Step by step solution

01

Find conduction heat transfer through the slab

For this, we will use Fourier's law of heat conduction: \(q_{cond} = k * A * \frac{T_{in} - T_{out}}{d}\) Where \(k = 2 \mathrm{~W} / \mathrm{m} \cdot \mathrm{K}\) is the thermal conductivity, \(A = 15 \mathrm{~m} * 20 \mathrm{~m}\) is the area of the slab, \(T_{in} = 15 ^{\circ} \mathrm{C}\) is the inner surface temperature, \(T_{out}\) is the outer surface temperature, and \(d = 0.22 \mathrm{~m}\) is the thickness of the slab.

02

Find the radiation heat transfer from the slab to the sky

We will use the radiation heat transfer equation: \(q_{rad} = \epsilon * A * \sigma * (T_{out}^{4} - T_{sky}^{4})\) Where \(\epsilon = 0.9\) is the emissivity, \(\sigma = 5.67 × 10^{-8} \mathrm{~W} / \mathrm{m}^{2} \cdot \mathrm{K}^{4}\) is the Stefan-Boltzmann constant, and \(T_{sky} = 255 \mathrm{~K}\) is the sky temperature during the night.

03

Find the convection heat transfer from the slab to the ambient air

Using Newton's law of cooling: \(q_{conv} = h * A * (T_{out} - T_{amb})\) Where \(h = 15 \mathrm{~W} / \mathrm{m}^{2} \cdot \mathrm{K}\) is the convection heat transfer coefficient and \(T_{amb} = 10 ^{\circ} \mathrm{C}\) is the ambient temperature.

04

Combine the heat transfer equations and find the outer surface temperature

Add the conduction, radiation, and convection heat transfer equations together: \(q_{cond} = q_{rad} + q_{conv}\) Substitute the equations from steps 1, 2, and 3 into this equation and solve for \(T_{out}\).

05

Find the total heat transfer through the roof

Plug the value of \(T_{out}\) obtained in step 4 into the conduction heat transfer equation obtained in step 1 to calculate the heat transfer rate, \(q_{cond}\).

06

Determine the energy lost during a 14-hour period

Multiply the heat transfer rate by the duration of time: \(E_{lost} = q_{cond} * (14 \mathrm{~hours} * 3600 \mathrm{~s} / \mathrm{hour})\)

07

Determine the amount of natural gas energy required to compensate for the energy lost

We're given the efficiency of the furnace, which is 85 percent, so divide the energy lost by the efficiency to find the amount of natural gas energy required: \(E_{ng} = \frac{E_{lost}}{0.85}\)

08

Determine the cost of natural gas energy

Finally, using the unit cost of natural gas, we can calculate the money lost through the roof for a 14-hour period: \(Cost_{ng} = \frac{E_{ng}}{105,500 \mathrm{~kJ / therm}} * \$1.20 / \mathrm{therm}\) Now you have the outer surface temperature, rate of heat transfer through the roof, and the money lost through the roof during a 14-hour period.

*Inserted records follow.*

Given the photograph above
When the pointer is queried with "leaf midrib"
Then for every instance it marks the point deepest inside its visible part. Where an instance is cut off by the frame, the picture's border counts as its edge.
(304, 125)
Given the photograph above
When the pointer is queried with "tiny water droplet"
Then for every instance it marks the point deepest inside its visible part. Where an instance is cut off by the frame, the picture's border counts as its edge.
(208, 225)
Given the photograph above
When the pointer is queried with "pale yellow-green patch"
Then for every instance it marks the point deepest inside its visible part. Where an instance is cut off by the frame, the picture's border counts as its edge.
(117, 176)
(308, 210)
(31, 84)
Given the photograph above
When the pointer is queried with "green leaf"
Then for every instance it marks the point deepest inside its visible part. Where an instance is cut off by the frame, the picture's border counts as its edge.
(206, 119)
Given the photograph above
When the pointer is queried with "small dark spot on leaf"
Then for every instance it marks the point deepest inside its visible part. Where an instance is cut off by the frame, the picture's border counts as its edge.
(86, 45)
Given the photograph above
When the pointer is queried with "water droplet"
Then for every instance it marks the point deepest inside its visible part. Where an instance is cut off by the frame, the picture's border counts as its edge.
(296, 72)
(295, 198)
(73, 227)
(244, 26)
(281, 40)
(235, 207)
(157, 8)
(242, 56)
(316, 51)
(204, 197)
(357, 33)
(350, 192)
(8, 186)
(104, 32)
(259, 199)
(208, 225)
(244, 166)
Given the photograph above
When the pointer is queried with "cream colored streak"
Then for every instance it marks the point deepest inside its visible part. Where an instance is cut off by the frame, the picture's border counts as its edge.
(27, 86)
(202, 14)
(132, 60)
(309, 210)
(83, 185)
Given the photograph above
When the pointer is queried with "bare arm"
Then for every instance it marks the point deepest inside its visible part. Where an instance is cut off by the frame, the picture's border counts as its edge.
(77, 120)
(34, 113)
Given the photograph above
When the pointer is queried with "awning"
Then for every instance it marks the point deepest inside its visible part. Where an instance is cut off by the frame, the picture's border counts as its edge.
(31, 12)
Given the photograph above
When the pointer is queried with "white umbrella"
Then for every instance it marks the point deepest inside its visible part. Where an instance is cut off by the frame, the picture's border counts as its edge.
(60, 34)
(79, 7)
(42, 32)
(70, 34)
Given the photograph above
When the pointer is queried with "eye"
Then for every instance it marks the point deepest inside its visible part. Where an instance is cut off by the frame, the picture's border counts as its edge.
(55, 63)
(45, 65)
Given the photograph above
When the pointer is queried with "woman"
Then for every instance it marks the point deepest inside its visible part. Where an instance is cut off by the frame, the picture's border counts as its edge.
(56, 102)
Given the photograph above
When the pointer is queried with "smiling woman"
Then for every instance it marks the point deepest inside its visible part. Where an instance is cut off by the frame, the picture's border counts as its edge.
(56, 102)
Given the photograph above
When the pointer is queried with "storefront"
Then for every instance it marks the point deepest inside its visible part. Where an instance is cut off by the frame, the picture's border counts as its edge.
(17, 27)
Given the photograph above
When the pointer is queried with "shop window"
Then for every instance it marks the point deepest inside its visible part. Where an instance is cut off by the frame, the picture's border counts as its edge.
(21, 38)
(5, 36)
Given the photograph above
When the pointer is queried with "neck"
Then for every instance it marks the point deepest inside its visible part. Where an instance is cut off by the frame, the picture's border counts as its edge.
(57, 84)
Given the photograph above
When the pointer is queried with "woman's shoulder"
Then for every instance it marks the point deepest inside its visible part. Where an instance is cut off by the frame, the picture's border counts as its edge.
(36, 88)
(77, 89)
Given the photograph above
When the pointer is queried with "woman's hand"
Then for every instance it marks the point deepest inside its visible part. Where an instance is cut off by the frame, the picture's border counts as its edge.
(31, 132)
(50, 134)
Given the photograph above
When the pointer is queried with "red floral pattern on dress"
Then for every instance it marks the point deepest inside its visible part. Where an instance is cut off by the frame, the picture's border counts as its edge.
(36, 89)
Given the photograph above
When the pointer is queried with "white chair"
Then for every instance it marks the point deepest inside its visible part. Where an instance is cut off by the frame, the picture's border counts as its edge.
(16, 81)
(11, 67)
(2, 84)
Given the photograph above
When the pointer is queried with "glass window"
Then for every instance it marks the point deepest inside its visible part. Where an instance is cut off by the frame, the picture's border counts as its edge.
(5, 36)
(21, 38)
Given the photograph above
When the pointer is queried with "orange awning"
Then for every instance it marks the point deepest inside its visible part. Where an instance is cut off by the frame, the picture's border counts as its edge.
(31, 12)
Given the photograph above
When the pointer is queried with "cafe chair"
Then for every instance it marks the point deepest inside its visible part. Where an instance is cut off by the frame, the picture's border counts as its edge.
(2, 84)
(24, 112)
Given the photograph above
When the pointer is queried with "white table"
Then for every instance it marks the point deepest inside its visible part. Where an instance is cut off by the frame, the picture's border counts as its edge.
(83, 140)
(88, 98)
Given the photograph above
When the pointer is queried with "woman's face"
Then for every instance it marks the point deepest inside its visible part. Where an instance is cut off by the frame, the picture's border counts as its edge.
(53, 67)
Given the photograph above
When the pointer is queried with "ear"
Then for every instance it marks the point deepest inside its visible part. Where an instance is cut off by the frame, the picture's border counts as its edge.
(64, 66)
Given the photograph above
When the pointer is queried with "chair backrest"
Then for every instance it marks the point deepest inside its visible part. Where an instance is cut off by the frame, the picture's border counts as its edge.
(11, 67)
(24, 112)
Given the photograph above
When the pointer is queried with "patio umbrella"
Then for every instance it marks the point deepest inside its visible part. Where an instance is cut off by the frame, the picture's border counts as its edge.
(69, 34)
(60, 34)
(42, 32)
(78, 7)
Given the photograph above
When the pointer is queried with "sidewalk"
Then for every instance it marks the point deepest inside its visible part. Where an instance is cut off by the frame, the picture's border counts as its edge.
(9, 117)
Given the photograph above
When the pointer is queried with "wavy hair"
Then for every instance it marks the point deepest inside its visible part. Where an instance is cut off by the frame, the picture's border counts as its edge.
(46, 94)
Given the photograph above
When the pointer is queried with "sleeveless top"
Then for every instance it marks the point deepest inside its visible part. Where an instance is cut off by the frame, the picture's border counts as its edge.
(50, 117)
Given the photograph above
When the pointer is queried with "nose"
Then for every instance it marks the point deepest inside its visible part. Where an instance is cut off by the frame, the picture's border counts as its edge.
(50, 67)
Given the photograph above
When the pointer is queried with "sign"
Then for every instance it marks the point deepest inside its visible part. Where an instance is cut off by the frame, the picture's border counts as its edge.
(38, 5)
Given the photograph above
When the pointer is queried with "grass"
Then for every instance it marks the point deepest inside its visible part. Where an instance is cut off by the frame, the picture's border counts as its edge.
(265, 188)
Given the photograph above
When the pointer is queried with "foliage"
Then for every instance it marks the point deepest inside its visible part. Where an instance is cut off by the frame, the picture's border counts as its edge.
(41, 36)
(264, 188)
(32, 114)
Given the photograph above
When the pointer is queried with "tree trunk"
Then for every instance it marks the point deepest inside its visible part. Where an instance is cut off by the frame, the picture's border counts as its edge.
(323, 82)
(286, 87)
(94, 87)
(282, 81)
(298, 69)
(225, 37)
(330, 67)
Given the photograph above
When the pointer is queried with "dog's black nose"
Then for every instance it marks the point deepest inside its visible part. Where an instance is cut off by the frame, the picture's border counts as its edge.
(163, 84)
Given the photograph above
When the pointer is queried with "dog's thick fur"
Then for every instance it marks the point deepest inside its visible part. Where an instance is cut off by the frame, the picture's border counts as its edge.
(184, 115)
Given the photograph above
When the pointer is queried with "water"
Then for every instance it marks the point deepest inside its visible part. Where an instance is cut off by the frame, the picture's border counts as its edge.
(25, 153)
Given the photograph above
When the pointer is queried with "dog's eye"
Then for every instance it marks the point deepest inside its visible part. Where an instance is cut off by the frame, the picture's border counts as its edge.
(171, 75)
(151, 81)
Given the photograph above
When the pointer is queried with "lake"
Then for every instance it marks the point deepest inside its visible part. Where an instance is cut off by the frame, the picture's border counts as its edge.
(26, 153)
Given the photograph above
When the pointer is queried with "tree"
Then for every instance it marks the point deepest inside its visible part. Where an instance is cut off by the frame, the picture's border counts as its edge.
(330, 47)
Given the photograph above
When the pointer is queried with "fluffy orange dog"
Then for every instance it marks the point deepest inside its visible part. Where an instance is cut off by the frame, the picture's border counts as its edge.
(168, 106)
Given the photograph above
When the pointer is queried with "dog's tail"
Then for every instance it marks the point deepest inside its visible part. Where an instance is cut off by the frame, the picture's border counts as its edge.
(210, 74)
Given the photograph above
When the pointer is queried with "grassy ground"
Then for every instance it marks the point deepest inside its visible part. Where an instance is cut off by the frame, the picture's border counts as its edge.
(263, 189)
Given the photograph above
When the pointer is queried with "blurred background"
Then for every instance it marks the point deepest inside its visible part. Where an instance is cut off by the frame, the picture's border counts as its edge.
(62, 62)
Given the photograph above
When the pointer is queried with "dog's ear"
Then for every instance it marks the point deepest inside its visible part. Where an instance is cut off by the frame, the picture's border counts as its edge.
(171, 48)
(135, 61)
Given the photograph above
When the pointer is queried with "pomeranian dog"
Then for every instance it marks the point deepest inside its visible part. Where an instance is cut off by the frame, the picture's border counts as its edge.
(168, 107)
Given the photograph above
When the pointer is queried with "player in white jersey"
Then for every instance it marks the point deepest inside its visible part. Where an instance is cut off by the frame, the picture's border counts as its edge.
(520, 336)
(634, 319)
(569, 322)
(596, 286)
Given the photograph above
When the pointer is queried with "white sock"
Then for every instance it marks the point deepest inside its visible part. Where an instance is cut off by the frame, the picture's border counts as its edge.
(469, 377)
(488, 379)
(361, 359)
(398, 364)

Unlock Step-by-Step Solutions & Ace Your Exams!

• Full Textbook Solutions

  Get detailed explanations and key concepts

• Unlimited Al creation

  Al flashcards, explanations, exams and more...

• Ads-free access

  To over 500 millions flashcards

• Money-back guarantee

  We refund you if you fail your exam.

Over 30 million students worldwide already upgrade their learning with 91Ó°ÊÓ!

Key Concepts

These are the key concepts you need to understand to accurately answer the question.

Fourier's Law of Heat Conduction

At the heart of understanding how heat moves through solids like the concrete slab roof in the problem is Fourier's Law of Heat Conduction. This principle provides us with the mathematical formulation to calculate the rate of heat transfer, or heat flux, through a material. The law states that the heat flux (\(q_{cond}\)) is proportional to the negative gradient in temperature and the area through which heat is being transferred.

More simply, it can be expressed by the equation: \[q_{cond} = k \cdot A \cdot \frac{T_{in} - T_{out}}{d}\] where:

• \(k\) is the thermal conductivity of the material, indicating how well it conducts heat,
• \(A\) is the area perpendicular to the direction of heat flow,
• \(T_{in} - T_{out}\) is the temperature difference between the hot and cold sides of the material,
• and \(d\) is the thickness of the material.

In our problem, by rearranging and solving the equation for \(T_{out}\), we can determine the outside temperature of the concrete roof slab through which the heat is being transferred.

Radiation Heat Transfer

When it comes to the roof losing heat to the cold night sky, radiation heat transfer is the key mechanism at play. This mode of heat transfer doesn't require any medium and can occur across the vacuum of space, which is why the roof radiates heat to the sky even though the air temperature is different. \

Radiation Heat Transfer Equation\

The formula to calculate radiative heat transfer is: \[q_{rad} = \epsilon \cdot A \cdot \sigma \cdot (T_{out}^{4} - T_{sky}^{4})\] where:

• \(\epsilon\) is the emissivity of the material's surface,
• \(A\) is the area that is emitting or absorbing radiation,
• \(\sigma\) is the Stefan-Boltzmann constant, a fundamental constant of nature,
• and \(T_{out}^{4} - T_{sky}^{4}\) represents the difference in the fourth power of absolute temperature between the roof surface and the sky temperature.

By considering both \(T_{out}\) and \(T_{sky}\), and knowing all other variables, this part of the equation lets us calculate the energy radiating away into space.

Convection Heat Transfer

Finally, convection heat transfer is the process that describes how heat is exchanged between a surface and a fluid moving over it—in our case, the cool air brushing against the roof. This is represented in Newton's Law of Cooling which is often used to approximate the heat transfer rate due to convection.

The formula for convection heat transfer is: \[q_{conv} = h \cdot A \cdot (T_{out} - T_{amb})\] where:

• \(h\) is the convection heat transfer coefficient, which characterizes the convective heat transfer behavior between the surface and the fluid,
• \(A\) is the surface area,
• \(T_{out}\) is the surface temperature,
• and \(T_{amb}\) is the ambient temperature of the fluid.

By computing \(T_{out}\) with considerations from both radiation and convection heat loss, we can estimate how much heat is being lost from the house into the cooler air of the environment.

Merging these calculations gives us a wholesome picture of how the roof temperature affects and is affected by the surrounding environment, allowing us to determine the outer surface temperature and the rate of heat loss from the roof.